G.A. What is the relationship with other PEN Centres?

J.S. Instead of working hand in hand with other Centres, we have worked internationally through the PEN. For example, we have been active members of the Translation and Linguistic Rights Committee. A number of people from our Centre has been working hard there. At some point in history, we stablished some other links. For instance, when I was working at the Harry Ransom Center, I got a message from a lecturer now in Santiago de Chile. He is a Catalan who was writing his PHD on Francesc Trabal, a Catalan writer and PEN member, who was a delegate with Mercè Rodoreda in the 16th International PEN Congress in Prague, 1938.

Trabal went to exile and happened to end up in Chile.

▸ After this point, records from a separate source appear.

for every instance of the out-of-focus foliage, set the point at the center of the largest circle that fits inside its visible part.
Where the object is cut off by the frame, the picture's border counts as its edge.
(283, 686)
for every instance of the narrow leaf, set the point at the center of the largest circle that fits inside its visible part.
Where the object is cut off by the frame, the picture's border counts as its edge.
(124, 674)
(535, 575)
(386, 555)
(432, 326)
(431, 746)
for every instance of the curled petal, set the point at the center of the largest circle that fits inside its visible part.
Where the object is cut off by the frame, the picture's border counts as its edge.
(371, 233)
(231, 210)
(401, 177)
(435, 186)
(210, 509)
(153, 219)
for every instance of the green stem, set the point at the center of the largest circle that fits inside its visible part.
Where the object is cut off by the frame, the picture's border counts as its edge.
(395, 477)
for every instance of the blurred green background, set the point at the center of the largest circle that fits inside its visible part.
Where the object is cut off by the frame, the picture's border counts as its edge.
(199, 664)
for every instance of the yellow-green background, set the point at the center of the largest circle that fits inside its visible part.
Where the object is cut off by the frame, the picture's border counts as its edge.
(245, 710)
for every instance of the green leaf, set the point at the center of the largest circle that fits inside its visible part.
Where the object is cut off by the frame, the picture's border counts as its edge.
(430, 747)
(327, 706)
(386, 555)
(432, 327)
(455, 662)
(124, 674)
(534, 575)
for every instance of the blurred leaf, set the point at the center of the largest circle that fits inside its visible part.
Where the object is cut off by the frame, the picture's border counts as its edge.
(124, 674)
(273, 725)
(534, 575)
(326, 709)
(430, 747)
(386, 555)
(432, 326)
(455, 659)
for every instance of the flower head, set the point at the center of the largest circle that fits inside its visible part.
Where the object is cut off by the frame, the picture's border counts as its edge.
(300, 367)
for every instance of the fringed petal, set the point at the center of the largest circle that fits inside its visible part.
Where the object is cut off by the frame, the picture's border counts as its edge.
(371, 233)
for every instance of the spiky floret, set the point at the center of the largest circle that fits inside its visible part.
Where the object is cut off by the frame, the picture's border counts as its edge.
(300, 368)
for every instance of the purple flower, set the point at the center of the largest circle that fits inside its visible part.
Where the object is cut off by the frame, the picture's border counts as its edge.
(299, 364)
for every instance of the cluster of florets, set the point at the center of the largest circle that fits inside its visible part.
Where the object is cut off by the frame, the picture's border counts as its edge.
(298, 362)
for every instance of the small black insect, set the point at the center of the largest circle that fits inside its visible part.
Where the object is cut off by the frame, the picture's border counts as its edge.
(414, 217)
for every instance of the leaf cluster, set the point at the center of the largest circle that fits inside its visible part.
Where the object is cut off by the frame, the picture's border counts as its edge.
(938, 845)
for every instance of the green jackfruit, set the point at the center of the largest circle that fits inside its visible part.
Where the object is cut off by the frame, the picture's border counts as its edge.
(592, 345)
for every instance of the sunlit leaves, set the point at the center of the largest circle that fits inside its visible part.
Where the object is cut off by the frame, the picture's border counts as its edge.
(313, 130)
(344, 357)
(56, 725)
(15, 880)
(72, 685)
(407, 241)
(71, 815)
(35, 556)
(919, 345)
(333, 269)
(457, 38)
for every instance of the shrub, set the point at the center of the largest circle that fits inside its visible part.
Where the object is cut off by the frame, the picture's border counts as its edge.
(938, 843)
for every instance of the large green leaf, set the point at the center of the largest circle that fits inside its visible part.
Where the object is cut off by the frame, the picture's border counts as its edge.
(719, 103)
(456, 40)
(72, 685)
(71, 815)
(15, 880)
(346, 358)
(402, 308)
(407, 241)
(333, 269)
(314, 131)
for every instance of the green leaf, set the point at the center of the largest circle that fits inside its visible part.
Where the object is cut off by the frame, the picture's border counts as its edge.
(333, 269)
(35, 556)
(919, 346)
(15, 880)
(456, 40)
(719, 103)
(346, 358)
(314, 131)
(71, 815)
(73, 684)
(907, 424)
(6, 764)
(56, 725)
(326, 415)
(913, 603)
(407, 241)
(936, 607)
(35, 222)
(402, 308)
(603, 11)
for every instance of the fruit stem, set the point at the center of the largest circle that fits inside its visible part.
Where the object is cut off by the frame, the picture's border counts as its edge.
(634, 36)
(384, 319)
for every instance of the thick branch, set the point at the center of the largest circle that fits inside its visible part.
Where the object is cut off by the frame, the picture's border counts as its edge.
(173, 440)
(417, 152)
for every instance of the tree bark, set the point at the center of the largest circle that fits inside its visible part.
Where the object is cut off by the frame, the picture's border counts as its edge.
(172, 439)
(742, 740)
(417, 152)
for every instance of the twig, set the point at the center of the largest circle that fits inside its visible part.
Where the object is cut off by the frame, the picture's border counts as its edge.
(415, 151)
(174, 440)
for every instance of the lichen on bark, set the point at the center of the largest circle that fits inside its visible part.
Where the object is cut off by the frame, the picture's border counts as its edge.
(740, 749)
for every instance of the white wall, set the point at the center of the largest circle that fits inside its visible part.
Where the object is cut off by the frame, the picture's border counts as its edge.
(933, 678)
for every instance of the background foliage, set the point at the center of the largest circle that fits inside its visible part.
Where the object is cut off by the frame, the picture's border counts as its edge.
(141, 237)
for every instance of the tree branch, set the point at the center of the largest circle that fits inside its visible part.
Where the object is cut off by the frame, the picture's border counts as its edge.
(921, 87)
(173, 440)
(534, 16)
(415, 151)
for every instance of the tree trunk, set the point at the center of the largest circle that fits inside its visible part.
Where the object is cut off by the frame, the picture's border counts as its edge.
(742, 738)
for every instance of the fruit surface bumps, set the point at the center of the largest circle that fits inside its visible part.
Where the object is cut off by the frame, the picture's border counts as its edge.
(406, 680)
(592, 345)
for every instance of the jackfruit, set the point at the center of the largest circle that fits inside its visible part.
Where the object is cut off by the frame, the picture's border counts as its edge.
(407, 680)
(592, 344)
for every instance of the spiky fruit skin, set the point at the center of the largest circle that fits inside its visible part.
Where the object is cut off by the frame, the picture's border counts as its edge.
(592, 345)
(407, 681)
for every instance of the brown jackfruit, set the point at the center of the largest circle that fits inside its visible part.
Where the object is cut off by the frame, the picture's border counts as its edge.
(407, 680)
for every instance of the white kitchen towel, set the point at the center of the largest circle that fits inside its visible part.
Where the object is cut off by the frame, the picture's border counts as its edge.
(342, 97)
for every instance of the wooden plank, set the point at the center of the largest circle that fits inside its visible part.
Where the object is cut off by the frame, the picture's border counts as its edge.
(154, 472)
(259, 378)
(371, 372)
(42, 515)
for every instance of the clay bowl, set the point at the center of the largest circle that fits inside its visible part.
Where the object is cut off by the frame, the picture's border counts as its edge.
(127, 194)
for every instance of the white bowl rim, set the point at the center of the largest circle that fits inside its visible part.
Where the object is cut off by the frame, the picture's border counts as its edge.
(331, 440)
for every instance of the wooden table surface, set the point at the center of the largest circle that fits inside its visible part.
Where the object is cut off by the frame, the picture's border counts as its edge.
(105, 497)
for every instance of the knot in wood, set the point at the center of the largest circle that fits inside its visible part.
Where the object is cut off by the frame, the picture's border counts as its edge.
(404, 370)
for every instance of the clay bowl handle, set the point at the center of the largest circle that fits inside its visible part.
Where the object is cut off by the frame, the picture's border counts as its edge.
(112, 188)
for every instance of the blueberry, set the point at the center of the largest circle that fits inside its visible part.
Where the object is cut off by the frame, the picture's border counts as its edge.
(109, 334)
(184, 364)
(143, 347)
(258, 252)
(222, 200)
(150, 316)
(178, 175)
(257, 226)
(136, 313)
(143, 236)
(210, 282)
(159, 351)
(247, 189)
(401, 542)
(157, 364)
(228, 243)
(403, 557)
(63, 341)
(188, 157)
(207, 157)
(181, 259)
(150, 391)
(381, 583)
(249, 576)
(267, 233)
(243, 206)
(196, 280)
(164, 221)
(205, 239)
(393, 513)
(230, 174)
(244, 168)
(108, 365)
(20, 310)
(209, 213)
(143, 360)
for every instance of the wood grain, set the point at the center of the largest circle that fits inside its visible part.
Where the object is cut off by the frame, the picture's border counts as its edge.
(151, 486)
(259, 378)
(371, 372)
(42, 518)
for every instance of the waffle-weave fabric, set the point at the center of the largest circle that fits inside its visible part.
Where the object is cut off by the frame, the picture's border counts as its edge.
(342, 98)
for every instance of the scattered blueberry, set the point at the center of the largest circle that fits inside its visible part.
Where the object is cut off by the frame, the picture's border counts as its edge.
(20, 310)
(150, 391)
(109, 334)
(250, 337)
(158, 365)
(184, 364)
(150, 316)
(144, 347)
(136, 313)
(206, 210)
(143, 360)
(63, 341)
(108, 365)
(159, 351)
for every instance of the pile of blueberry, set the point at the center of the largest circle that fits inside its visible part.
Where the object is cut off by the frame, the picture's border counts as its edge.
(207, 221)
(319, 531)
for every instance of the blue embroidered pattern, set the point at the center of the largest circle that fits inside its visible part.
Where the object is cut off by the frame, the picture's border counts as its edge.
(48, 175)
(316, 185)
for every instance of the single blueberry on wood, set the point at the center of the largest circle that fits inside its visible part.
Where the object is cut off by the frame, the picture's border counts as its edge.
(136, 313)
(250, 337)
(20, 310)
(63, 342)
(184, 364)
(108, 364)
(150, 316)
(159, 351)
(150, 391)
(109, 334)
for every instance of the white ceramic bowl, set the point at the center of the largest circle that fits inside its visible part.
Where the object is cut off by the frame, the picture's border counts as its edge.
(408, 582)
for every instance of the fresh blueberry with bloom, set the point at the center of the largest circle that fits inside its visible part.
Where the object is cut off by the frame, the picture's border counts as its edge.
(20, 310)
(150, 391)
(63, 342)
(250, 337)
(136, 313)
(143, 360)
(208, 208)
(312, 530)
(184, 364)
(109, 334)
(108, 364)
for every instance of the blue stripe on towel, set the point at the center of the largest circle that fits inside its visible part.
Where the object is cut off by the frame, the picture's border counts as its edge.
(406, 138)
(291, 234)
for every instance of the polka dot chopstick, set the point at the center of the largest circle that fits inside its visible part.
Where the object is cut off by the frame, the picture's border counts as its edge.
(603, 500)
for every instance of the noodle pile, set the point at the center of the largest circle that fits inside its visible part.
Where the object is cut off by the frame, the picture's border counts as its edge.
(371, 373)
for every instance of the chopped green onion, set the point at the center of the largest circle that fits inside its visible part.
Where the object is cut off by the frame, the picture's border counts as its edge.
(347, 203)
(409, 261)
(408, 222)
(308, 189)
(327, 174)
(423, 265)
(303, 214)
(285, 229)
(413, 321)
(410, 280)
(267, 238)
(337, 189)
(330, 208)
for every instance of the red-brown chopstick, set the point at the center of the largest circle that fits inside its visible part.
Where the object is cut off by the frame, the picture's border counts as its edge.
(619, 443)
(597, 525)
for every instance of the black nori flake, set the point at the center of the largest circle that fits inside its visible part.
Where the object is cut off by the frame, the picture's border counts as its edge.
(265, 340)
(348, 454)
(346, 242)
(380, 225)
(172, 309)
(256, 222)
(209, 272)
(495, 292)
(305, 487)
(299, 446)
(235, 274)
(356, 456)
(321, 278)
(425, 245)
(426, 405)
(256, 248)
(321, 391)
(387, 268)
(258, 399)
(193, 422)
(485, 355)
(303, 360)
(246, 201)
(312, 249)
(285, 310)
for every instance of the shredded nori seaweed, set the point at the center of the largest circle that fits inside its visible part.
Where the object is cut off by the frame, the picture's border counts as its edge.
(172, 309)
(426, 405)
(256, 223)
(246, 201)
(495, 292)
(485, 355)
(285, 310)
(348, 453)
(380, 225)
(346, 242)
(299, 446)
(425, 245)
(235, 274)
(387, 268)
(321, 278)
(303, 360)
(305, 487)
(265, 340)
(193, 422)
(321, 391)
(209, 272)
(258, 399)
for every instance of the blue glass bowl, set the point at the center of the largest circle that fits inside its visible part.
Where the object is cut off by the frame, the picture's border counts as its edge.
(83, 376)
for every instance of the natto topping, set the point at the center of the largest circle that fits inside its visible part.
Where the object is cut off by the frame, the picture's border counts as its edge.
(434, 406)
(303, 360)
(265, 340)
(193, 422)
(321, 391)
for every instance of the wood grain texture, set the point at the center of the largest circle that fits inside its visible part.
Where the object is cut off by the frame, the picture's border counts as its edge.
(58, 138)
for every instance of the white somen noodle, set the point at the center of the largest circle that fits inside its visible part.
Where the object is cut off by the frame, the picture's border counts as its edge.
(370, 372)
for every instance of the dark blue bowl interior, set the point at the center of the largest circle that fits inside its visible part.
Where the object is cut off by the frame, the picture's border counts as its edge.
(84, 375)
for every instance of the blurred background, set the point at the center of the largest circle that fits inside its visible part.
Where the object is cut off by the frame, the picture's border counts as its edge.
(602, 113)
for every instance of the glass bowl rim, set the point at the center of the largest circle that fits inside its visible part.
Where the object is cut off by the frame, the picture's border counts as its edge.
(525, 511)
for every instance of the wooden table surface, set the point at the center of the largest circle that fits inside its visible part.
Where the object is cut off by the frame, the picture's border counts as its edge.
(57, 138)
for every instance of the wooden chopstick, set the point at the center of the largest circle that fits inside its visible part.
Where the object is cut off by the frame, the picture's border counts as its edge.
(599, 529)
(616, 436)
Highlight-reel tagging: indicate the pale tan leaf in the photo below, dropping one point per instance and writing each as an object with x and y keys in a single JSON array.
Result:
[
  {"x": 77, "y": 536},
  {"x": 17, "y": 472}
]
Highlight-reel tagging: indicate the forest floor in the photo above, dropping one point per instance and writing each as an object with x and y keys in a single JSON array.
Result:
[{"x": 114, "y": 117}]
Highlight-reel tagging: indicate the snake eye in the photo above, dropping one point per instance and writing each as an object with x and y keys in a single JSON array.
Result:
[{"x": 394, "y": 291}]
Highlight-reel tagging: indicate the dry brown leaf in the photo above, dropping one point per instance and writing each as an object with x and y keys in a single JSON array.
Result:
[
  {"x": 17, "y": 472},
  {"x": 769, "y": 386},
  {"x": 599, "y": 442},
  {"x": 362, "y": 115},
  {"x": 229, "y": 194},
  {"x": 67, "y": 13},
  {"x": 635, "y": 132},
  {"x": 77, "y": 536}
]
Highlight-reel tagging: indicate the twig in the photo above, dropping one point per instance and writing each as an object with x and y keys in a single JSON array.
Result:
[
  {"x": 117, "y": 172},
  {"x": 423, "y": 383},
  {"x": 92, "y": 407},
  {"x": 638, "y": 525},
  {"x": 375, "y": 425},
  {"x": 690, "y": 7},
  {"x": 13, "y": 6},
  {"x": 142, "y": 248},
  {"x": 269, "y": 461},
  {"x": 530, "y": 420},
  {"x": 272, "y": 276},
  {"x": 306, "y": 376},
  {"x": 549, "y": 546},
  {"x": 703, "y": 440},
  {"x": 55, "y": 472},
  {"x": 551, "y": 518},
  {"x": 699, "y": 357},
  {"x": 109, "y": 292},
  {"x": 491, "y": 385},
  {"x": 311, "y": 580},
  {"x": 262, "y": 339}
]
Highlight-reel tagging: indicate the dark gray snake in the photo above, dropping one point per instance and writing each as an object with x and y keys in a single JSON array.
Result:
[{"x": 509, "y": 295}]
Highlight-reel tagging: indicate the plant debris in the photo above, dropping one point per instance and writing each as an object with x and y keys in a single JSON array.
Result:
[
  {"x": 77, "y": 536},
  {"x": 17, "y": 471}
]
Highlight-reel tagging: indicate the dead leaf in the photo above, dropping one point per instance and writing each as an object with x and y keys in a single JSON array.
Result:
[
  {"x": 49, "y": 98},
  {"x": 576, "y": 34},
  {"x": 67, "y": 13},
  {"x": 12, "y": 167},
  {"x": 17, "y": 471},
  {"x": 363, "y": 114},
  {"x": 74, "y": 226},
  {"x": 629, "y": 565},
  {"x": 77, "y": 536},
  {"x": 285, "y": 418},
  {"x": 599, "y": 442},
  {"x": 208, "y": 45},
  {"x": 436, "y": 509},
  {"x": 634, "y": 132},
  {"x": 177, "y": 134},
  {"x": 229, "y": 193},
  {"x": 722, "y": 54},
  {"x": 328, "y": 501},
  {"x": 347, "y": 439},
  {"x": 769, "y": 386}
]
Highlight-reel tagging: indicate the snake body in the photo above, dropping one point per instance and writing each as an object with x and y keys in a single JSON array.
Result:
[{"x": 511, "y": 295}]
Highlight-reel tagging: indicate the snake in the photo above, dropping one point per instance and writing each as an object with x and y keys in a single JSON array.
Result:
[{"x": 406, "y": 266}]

When he got there, he tried to re-build things as they used to be. He had been a member of the Catalan PEN and Institució de les Lletres Catalanes, so he looked for similar institutions in Santiago. There was a Chilean Centre of PEN, of which he became a member. He actually was part of its steering committee. Since he had been in two International PEN Congresses, in Prague and I think in Paris, he knew Herman Ould. He became the international link with him.

I happened to find some documents regarding the Chilean Centre in Austin. We as Catalan PEN gave these documents to the Chilean PEN. Reading these 14-15 documents of which four or five were letters by Francesc Trabal was very beautiful to me. In one of those, he asks Herman Ould if he knows what has happened to Benjamin Crémieux. He had met him in Paris and Prague and got along well together. During the war, there was a rumour saying something had happened to Crémieux, but it was unclear. He was taken in France and sent to a concentration camp in Germany, because he was a jew. They discovered he had been killed. For me this is magic: a Catalan exiled writer, who travels to Chile, and corresponding with Herman Ould from England asks what has happened to Benjamin Crémieux, a French critic, and learns that he has been sent to Germany, where he died. This is how literature works for me.